Had never heard of that program, but read up on it and sounds like a GREAT idea for states to have that program. Some of the states I looked at had the data on file that people had collected so you could use it if someone in your area already had done the tests. 

Unfortunately, Indiana is not one of the states with this loaner program and neither is Kentucky.  Looks like there are alternatives, though, so am looking into them.


----------



## Mickie3 (Aug 28, 2010)

Jim-mi said:


> Mickie3 . . . .To be prim and proper you would/will install a Met tower of no less than 30 meters. The data from the three anemometers and two wind vanes will go into the control "box" (and onto a chip). This data is to be gathered for no less than a year. Said data will be analyzed to determine your area wind potential.
> 
> I have installed 40-50 and 60 meter towers . . (for a Big boy Co.)
> 
> ...


Sounds like an excellent idea to me.  

The building and zoning laws in most counties in Indiana are pretty tight on windmill towers, as in all mounts must be on a monopole, no roof-top mounts, etc. Not sure that I can build a mount that meets their standards, but can buy a kit I have seen on-line and pray for the best. 

Was out at Costco on Saturday and wife got me something that I had wanted for a while, a weather kit that has all RF remotes and logs the data to a computer. I guess that I can mount that anemometer up high for a while and see what happens, although I know I will not be wanting to wait for a year.  

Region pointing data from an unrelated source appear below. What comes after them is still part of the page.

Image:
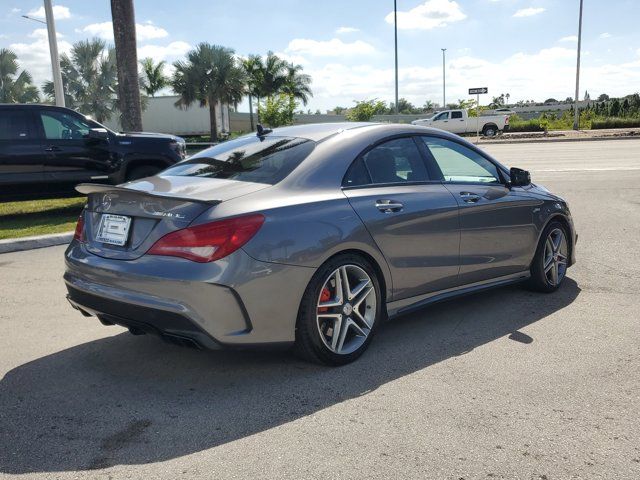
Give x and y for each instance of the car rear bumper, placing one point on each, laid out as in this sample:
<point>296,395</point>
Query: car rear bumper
<point>234,302</point>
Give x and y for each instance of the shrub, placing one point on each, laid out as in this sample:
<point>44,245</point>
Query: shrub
<point>365,110</point>
<point>616,123</point>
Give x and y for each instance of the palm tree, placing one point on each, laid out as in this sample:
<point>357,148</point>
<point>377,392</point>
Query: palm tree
<point>14,87</point>
<point>153,78</point>
<point>89,78</point>
<point>210,74</point>
<point>124,34</point>
<point>253,68</point>
<point>297,85</point>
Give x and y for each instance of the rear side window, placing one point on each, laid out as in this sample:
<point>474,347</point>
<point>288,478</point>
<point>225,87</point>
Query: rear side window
<point>63,126</point>
<point>395,161</point>
<point>247,159</point>
<point>16,125</point>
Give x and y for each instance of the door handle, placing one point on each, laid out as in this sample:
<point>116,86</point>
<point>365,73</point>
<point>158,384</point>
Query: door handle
<point>389,206</point>
<point>469,197</point>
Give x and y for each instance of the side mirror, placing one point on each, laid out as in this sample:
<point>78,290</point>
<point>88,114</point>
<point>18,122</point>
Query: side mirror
<point>98,134</point>
<point>519,177</point>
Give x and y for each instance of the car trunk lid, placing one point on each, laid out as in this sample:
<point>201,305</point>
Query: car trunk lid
<point>152,208</point>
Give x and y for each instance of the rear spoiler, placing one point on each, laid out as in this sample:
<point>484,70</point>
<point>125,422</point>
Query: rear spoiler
<point>87,188</point>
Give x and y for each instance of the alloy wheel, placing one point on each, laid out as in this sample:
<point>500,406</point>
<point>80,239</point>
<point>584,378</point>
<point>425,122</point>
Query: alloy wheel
<point>555,256</point>
<point>346,309</point>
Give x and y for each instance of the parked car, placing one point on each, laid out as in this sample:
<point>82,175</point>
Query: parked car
<point>459,121</point>
<point>312,236</point>
<point>47,150</point>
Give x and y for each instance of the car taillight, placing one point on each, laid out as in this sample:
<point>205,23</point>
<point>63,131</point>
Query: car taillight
<point>79,233</point>
<point>210,241</point>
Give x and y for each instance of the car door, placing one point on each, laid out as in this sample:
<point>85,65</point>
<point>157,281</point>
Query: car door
<point>497,232</point>
<point>412,219</point>
<point>72,157</point>
<point>21,151</point>
<point>457,124</point>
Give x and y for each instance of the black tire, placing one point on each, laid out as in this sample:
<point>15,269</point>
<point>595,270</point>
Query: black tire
<point>142,171</point>
<point>539,281</point>
<point>309,345</point>
<point>490,130</point>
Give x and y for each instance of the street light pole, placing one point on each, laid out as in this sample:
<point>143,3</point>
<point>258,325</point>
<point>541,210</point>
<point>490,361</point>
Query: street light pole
<point>576,119</point>
<point>395,32</point>
<point>444,82</point>
<point>53,49</point>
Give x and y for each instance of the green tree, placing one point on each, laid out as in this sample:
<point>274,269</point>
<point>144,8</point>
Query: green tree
<point>277,110</point>
<point>297,85</point>
<point>252,66</point>
<point>89,78</point>
<point>209,74</point>
<point>365,110</point>
<point>15,87</point>
<point>153,78</point>
<point>614,108</point>
<point>124,33</point>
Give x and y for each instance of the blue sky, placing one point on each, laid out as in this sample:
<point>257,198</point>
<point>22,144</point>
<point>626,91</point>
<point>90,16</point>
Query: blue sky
<point>526,48</point>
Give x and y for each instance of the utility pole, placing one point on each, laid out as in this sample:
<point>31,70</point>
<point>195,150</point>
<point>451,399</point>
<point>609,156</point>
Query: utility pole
<point>444,82</point>
<point>53,49</point>
<point>395,31</point>
<point>576,119</point>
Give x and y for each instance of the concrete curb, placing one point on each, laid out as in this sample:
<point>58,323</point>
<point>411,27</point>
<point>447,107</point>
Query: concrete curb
<point>29,243</point>
<point>554,140</point>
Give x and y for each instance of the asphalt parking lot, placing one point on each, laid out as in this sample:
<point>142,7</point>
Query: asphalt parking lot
<point>504,384</point>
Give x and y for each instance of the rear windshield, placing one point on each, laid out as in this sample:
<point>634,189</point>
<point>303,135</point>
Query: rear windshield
<point>247,159</point>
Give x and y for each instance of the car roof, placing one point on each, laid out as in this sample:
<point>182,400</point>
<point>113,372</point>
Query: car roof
<point>318,131</point>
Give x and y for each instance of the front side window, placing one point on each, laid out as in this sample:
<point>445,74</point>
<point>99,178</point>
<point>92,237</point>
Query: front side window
<point>62,126</point>
<point>247,159</point>
<point>15,125</point>
<point>459,163</point>
<point>395,161</point>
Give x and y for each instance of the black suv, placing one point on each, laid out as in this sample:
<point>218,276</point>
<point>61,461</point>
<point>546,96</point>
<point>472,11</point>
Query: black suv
<point>47,150</point>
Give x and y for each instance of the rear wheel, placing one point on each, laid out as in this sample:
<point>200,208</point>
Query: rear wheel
<point>340,311</point>
<point>141,172</point>
<point>550,264</point>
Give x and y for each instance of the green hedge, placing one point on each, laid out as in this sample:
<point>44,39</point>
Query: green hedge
<point>616,123</point>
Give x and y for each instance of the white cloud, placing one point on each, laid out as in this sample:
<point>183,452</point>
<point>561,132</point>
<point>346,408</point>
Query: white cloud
<point>144,31</point>
<point>347,30</point>
<point>169,52</point>
<point>547,73</point>
<point>431,14</point>
<point>528,12</point>
<point>35,58</point>
<point>330,48</point>
<point>59,12</point>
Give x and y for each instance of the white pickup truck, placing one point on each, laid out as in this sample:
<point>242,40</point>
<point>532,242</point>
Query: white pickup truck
<point>459,121</point>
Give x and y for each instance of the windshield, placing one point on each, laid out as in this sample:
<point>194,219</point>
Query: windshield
<point>247,159</point>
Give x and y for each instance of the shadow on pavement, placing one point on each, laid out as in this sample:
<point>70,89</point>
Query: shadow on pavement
<point>135,400</point>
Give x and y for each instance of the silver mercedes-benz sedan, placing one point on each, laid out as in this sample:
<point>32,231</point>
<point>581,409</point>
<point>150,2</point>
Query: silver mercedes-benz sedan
<point>311,236</point>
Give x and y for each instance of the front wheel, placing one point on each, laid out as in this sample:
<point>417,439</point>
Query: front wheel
<point>340,311</point>
<point>549,266</point>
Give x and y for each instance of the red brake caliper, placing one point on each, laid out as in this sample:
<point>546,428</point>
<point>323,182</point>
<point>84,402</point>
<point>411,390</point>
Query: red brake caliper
<point>325,296</point>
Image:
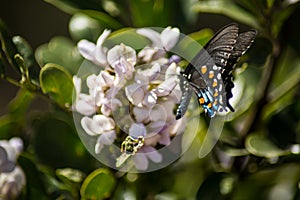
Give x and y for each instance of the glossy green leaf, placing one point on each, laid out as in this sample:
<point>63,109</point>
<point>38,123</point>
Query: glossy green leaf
<point>35,188</point>
<point>82,26</point>
<point>7,48</point>
<point>26,52</point>
<point>98,185</point>
<point>227,8</point>
<point>61,51</point>
<point>190,45</point>
<point>70,174</point>
<point>56,142</point>
<point>259,145</point>
<point>56,82</point>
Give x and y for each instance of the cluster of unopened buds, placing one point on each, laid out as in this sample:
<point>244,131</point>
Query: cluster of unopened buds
<point>130,102</point>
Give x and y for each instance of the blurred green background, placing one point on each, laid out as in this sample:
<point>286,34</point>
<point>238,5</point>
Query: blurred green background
<point>257,155</point>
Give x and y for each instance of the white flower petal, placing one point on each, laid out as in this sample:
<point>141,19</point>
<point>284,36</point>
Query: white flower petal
<point>141,161</point>
<point>150,99</point>
<point>106,138</point>
<point>135,93</point>
<point>106,123</point>
<point>152,154</point>
<point>115,54</point>
<point>148,75</point>
<point>141,114</point>
<point>84,107</point>
<point>166,87</point>
<point>17,144</point>
<point>169,37</point>
<point>164,138</point>
<point>77,84</point>
<point>100,52</point>
<point>89,126</point>
<point>137,129</point>
<point>98,125</point>
<point>151,35</point>
<point>87,49</point>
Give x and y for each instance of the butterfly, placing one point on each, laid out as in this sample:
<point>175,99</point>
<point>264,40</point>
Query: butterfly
<point>209,74</point>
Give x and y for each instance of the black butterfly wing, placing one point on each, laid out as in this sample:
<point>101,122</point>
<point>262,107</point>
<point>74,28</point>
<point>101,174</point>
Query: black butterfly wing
<point>185,97</point>
<point>243,42</point>
<point>210,71</point>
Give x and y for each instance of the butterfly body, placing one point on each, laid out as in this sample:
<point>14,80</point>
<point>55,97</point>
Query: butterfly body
<point>209,74</point>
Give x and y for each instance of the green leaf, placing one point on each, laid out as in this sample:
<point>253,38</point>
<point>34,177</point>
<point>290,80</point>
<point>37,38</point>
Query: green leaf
<point>227,8</point>
<point>7,49</point>
<point>98,185</point>
<point>259,145</point>
<point>35,188</point>
<point>61,51</point>
<point>70,174</point>
<point>190,45</point>
<point>82,26</point>
<point>26,52</point>
<point>56,142</point>
<point>57,83</point>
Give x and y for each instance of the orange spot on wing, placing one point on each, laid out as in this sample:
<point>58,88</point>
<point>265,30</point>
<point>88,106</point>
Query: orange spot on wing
<point>201,101</point>
<point>215,83</point>
<point>211,74</point>
<point>203,69</point>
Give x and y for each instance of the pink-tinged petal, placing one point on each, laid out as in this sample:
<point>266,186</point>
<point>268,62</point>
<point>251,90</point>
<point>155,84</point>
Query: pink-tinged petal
<point>150,99</point>
<point>168,107</point>
<point>172,71</point>
<point>85,107</point>
<point>147,53</point>
<point>87,49</point>
<point>98,125</point>
<point>178,126</point>
<point>165,138</point>
<point>166,87</point>
<point>89,126</point>
<point>115,54</point>
<point>141,161</point>
<point>6,165</point>
<point>156,127</point>
<point>91,81</point>
<point>110,105</point>
<point>158,113</point>
<point>100,52</point>
<point>137,129</point>
<point>152,35</point>
<point>106,138</point>
<point>169,37</point>
<point>105,123</point>
<point>152,154</point>
<point>98,146</point>
<point>147,75</point>
<point>77,84</point>
<point>141,114</point>
<point>106,80</point>
<point>135,93</point>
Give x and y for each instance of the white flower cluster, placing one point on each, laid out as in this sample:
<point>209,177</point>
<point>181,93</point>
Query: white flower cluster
<point>12,178</point>
<point>152,92</point>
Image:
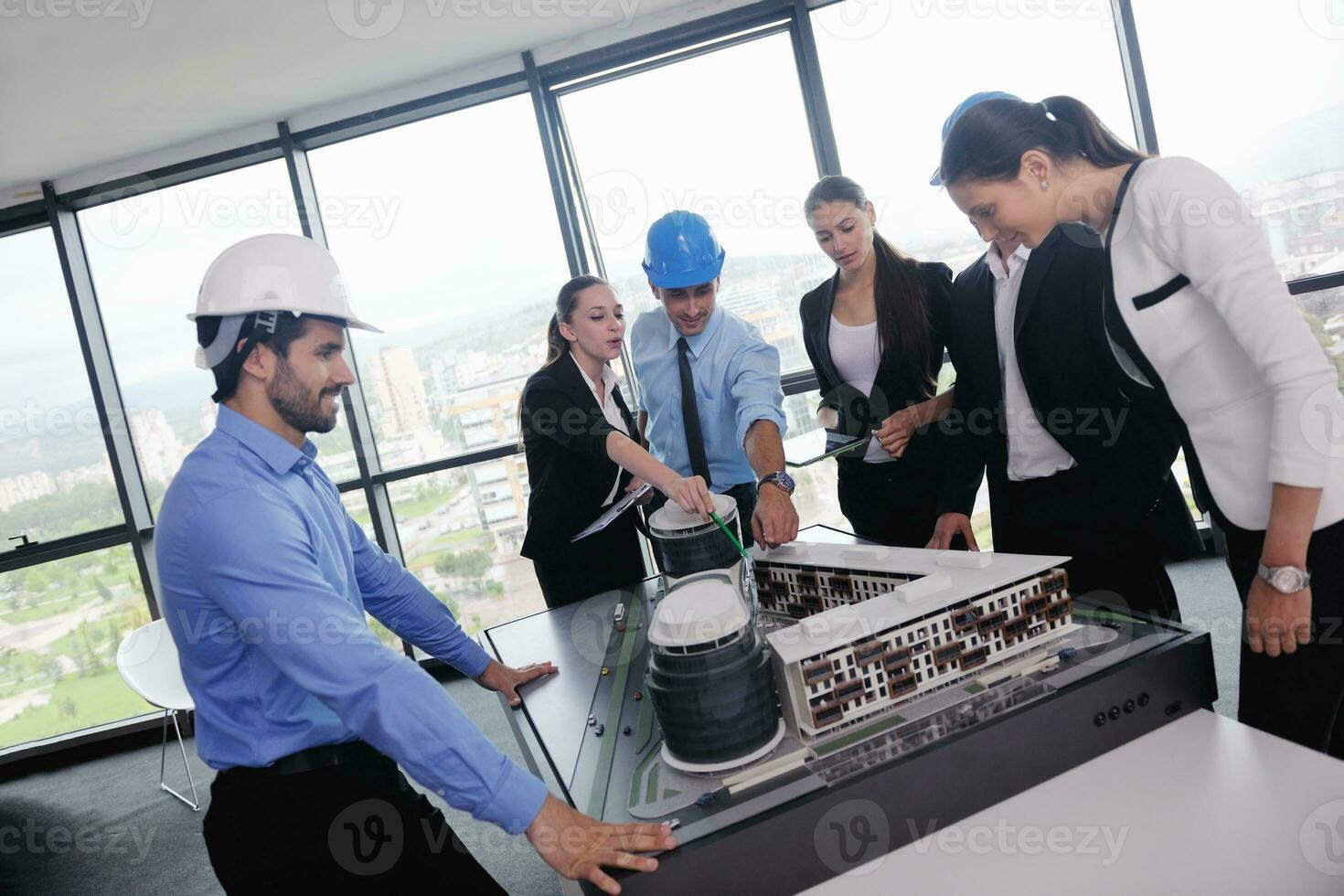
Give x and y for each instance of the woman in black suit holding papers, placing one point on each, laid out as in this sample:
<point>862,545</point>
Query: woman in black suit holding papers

The best numbers I have found for monthly data are for a long way off and in a pretty decent sized city that everyone says gets lots less wind than where I am headed. The average wind there most months is about 12-14 mph. How much average wind do you need to make a wind generator cost effective, if you want to go with a unit that has blades that are 25 feet or so in diameter? Is that enough to do some good realistically?

PS: There is a company that is wanting to build a "wind farm" there now and they say they can get enough wind, however, their towers will be at about 500' and I cannot afford to build that kind of a tower.


----------



## Mickie3 (Aug 28, 2010)

mightybooboo said:


> I would ask this over at Otherpower.com,they have tried and built all kinds of machines and arent locked into a box of only high cost machines have any value.If its doable or has any value these guys are likely to know.





wind power said:


> I think I came across a homebrew aerenometer at the otherpower.com web site.
> If you hit the discussion forums over there or do a search, you might find one someone made.
> I think at one time they were making some cheap-o versions out of plastic easter eggs.
> 
> Those folks at otherpower along with Hugh Piggott's site is the bomb...fantastic!


Thanks for the heads-up on that site. Looked at it and it looks like they have a bunch of info on there. Will check it out fully!

Thanks!


----------